Stan Freberg in 1988. (Lucian Perkins/The Washington Post)

Stan Freberg in 1988. (Lucian Perkins/The Washington Post)

I didn’t realize it at the time, but I soon came to learn, that we owed a lot of that to one man:  Stan Freberg.  

I wasn’t all that old, and I certainly wasn’t anything approaching aware, when I started seeing the Chun King spots on television.  I didn’t know they were iconoclastic.  I didn’t know that they didn’t do any of the things that Madison Avenue (and I had no idea where or what that was!) said you were supposed to do in a commercial.

I just knew that they were funny.  That my nascent sense of humor, shaped by my dry, witty dad who took me to every Dean Martin & Jerry Lewis movie possible, and who sat with me avidly every week watching Bugs Bunny in prime time, that budding appreciation of the funny told me this stuff was rich.

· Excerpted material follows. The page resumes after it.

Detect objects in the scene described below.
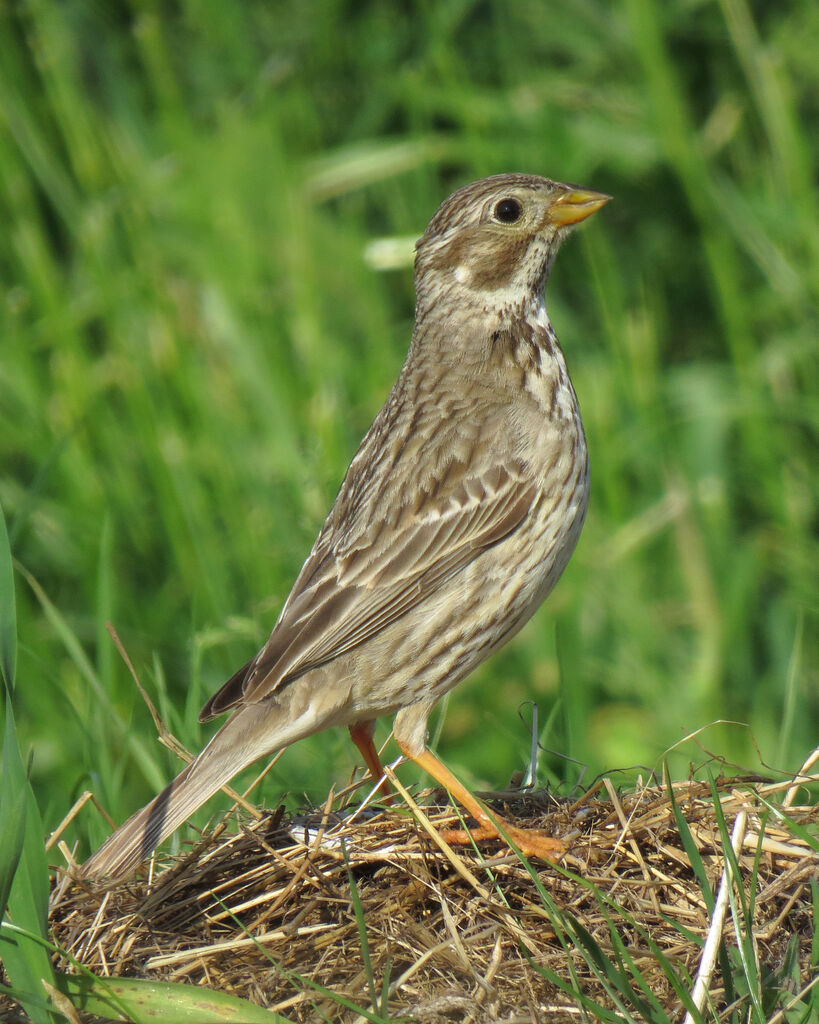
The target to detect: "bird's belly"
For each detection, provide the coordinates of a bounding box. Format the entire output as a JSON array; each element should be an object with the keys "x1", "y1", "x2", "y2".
[{"x1": 349, "y1": 452, "x2": 588, "y2": 719}]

I cannot testify if the two were related, but I do remember watching the Freberg spots and eating a lot of  Chun King growing up.  The food, alas, was tasteless and bland.  The ads anything but. 

Later, I had the great good fortune to come under the tutelage of some of  Stan Freberg’s creative offspring – Dick Orkin, Chuck Blore, Alan Barzman –  I only know how to do radio the way I learned from those guys, and it has served me and my clients well.  My finishing school was old Freberg recordings, as well as Bob & Ray and  Nichols & May, and improv training in the classic style of  Second City.

I had found a whacked out, in-from-left-field view of the world that matched my own. It was only much later that I actually learned those dreaded rules.  What you can and cannot do, supposedly. Learned it was much more fun to continue to ignore them.

Lucky, lucky me. Lucky all of us, to have had you, Mr. Freberg.  We owe you.